Zwar erlassen abweichend von § 28h Abs. 2 Satz 1 SGB IV im Rahmen von Betriebsprüfungen die Träger der Rentenversicherung Verwaltungsakte zur Versicherungspflicht und Beitragshöhe in der Kranken-, Pflege- und Rentenversicherung sowie nach dem Recht der Arbeitsförderung einschließlich der Widerspruchsbescheide gegenüber den Arbeitgebern. Allerdings beschränkt sich die Übertragung der Zuständigkeiten von den Einzugsstellen auf die Betriebsprüfungsbehörden gemäß § 28p Abs. 1 Satz 5 SGB IV nur auf die Feststellung von Versicherungspflicht und Beitragshöhe, das heißt von Grund und Höhe der Beitrags- und Umlageforderungen.

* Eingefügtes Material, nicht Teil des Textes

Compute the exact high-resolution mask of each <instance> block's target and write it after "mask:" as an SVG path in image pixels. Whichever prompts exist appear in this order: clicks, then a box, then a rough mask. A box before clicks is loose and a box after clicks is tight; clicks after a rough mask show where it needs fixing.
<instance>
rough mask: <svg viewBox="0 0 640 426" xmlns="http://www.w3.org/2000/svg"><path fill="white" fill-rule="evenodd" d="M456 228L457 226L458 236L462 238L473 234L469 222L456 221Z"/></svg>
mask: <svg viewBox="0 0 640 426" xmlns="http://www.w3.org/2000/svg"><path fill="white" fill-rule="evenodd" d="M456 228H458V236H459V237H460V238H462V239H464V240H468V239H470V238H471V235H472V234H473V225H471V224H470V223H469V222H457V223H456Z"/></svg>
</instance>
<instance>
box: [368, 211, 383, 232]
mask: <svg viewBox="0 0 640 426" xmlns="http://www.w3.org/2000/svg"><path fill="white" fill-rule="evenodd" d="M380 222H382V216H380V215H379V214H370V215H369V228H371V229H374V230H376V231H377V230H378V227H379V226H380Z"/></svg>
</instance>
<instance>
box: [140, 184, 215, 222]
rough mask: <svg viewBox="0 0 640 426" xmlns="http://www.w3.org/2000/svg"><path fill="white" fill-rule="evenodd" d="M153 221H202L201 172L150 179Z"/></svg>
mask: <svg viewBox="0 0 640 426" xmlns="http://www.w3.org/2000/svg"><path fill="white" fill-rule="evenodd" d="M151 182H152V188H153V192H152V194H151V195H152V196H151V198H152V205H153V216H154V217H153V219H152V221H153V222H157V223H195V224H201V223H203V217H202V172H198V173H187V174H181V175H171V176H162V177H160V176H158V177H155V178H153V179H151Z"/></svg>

Die Vollstreckung und Beitreibung der nach Grund und Höhe von den Betriebsprüfungsbehörden festgesetzten Forderungen bleiben den Einzugsstellen vorbehalten (vgl. SG Dresden, Urteil vom 24.10.2012 – S 18 KR 627/09 – juris Rn. 26). Diese Auffassung hat auch das BSG in seinem Urteil vom 28.05.2015 (Az: B 12 KR 16/13 R – juris Rn. 20 ff) vertreten. Dieses führt aus, dass der Geltendmachung einer Nachforderung von Gesamtsozialversicherungsbeiträgen durch Leistungs- bzw. Zahlungsbescheid ein insolvenzrechtliches Verbot der Einzelzwangsvollstreckung nicht entgegenstehe. Denn selbst wenn wegen eines solchen Verbots die Betreibung der Gesamtsozialversicherungsbeiträge unzulässig sein sollte, schlägt dies jedenfalls nicht auf die Befugnis der Klägerin durch, gegenüber dem Beklagten einen Nachforderungsbescheid zu erlassen. Der Erlass eines zur Zahlung verpflichtenden Verwaltungsakts stellt als solchen noch keine Vollstreckungsmaßnahme dar. Selbst die Mahnung nach § 66 Abs. 4 Satz 2 SGB X zählt noch nicht zu den Maßnahmen der Zwangsvollstreckung, sondern geht dieser zunächst noch voraus. Der Leistungs- und Zahlungsbescheid des prüfenden Rentenversicherungsträgers nach § 28p Abs. 1 Satz 5 SGB IV schafft erst die Grundlage für das Beitragsverfahren. Ob ein solcher Bescheid dann vollstreckt werden darf oder ob die zwangsweise Durchsetzung der Beitragsforderung wegen eines insolvenzrechtlichen Vollstreckungsverbots ausscheidet, ist erst auf einer späteren Ebene von den Krankenkassen (als Einzugsstellen) beim Einzug der Beiträge und hier in einem letzten, selbstständigen Verfahrensabschnitt zu prüfen, wenn die vom Arbeitgeber geschuldete Beitragssumme nicht freiwillig gezahlt wird.

Die Klage ist damit mangels erlassenem Feststellungsbescheid und durchgeführten Vorverfahren unzulässig.

Die Kostenentscheidung beruht auf § 197a SGG i.V.m. § 154 Abs. 1 Verwaltungsgerichtsordnung (VwGO).

Die Streitwertfestsetzung beruht auf § 197a Abs. 1 Satz 1 SGG i.V.m. § 52 Abs.1 und 3 Gerichtskostengesetz (GKG).